Свод Бове имеет высоту почти сто шестьдесят футов (48 метров) и был построен дешево. Свод собора Святого Петра в Риме имеет высоту почти сто пятьдесят футов (45 метров). Свод Амьена — сто сорок четыре фута (44 метра). Реймс, Бурж и Шартр имеют почти одинаковую высоту; у входа — сто двадцать два фута. Париж — сто десять футов. Аббат Бюльто несет ответственность за эти измерения; но в Шартре, как и в нескольких очень старых церквях, неф наклоняется вниз к входу, потому что — как говорят — паломники приходили такими толпами, что были вынуждены спать в церкви, и неф приходилось промывать водой, чтобы очистить его. Истинная высота Шартра, на средокрестии нефа и трансепта, составляет как можно ближе сто двадцать футов (36,55 метра).

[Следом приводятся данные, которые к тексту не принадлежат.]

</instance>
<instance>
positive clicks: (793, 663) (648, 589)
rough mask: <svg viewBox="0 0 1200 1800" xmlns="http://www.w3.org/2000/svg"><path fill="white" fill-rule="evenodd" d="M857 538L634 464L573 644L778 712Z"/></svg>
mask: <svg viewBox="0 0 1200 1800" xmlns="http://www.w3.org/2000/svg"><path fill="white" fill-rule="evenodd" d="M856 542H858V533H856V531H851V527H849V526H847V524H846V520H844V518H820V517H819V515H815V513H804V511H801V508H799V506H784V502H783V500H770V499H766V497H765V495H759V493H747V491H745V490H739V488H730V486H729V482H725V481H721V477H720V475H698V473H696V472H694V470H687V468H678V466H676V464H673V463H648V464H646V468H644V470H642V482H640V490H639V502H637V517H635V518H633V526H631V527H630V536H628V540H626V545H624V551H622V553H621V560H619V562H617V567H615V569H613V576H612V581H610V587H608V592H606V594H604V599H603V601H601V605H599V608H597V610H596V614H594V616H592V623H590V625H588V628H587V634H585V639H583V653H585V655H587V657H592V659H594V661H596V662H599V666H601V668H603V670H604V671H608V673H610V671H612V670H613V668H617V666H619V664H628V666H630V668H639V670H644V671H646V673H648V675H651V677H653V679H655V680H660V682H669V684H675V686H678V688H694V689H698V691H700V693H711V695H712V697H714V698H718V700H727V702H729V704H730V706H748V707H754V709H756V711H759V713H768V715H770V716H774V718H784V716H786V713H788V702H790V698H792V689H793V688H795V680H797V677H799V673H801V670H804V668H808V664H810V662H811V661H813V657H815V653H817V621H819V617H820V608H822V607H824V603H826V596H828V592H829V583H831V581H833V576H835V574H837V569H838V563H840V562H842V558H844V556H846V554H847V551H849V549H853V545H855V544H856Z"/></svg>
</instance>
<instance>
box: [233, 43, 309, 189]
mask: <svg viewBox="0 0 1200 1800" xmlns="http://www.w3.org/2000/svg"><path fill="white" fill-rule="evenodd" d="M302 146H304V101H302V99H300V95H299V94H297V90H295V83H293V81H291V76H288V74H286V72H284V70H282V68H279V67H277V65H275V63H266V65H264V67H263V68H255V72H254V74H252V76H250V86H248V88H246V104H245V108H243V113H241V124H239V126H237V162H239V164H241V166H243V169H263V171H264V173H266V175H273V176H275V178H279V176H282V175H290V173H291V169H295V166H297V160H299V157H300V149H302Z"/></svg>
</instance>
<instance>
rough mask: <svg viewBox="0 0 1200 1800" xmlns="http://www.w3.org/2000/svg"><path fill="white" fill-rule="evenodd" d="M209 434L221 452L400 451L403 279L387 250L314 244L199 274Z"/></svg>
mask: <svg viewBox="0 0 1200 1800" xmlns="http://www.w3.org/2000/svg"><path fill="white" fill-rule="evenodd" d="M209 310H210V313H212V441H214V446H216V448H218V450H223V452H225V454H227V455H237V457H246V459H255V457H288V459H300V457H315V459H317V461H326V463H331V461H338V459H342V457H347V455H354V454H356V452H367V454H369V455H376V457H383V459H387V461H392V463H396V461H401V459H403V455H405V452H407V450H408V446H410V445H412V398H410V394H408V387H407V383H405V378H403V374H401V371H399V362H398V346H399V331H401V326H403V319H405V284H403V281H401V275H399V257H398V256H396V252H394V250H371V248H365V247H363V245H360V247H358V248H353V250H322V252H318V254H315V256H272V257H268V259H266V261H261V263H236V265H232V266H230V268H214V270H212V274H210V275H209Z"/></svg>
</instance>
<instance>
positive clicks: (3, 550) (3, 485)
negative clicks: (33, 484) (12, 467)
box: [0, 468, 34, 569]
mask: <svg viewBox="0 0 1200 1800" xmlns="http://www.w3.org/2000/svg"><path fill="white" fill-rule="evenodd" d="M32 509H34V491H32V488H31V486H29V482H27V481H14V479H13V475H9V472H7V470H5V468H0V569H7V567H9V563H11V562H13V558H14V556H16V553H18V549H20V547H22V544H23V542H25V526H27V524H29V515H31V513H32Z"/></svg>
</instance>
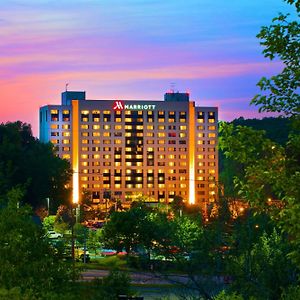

Измеренная высота — наименьший интерес церкви. Дело архитектора — сделать маленькое здание выглядящим большим, а его неудачи — в больших зданиях, которые он делает выглядящими маленькими. Одно из главных достоинств готики — преувеличение высоты, и одно из ее самых любопытных качеств — успех в навязывании иллюзии размера. Не покидая центра Парижа, любой может изучить эту иллюзию в двух великих церквях — Нотр-Дам и Сен-Сюльпис; ибо Сен-Сюльпис так же высок, как Нотр-Дам в сводах, и больше в других своих измерениях, помимо того, что является, в своем стиле, прекрасным зданием; однако его романские арки показывают, как если бы они были одиннадцатого века, почему длинные, чистые, непрерывные, утонченные линии готики, изгибающиеся к точкам и ведущие глаз с неким принуждением к кульминационной точке наверху, должны были стать архитектурным триумфом, который привел всю Европу в восторг. Мир не видел ничего подобного, кроме, возможно, купола Святой Софии в Константинополе; и открытие пришло в момент, когда Европа предпринимала свою самую объединенную и отчаянную борьбу за достижение Царства Небесного.
Согласно Виолле-ле-Дюку, Шартр был окончательным триумфом эксперимента в очень большом масштабе, ибо Шартр никогда не менялся и никогда не нуждался в укреплении. Аркбутаны Шартра отвечали своей цели, и если бы это не был вопрос чистой конструкции, стоило бы прочитать, что Виолле-ле-Дюк говорит о них (статья «Arcs-boutants»). Свод наверху тяжелый, около пятнадцати дюймов толщиной; контрфорсы также должны были быть тяжелыми; и чтобы облегчить их, архитектор придумал забавный вид аркад, примененных на своих внешних контрфорсах. По всей церкви все было солидным сверх всякого позднего обычая, так что архитекторам пришлось бы начать с изучения крипты, которая пришла из одиннадцатого века, настолько сильно построенной, что она до сих пор несет церковь без трещины в своих стенах; но если бы мы спустились в нее, мы бы ничего не поняли; поэтому мы начнем, как мы делали снаружи, с фасада.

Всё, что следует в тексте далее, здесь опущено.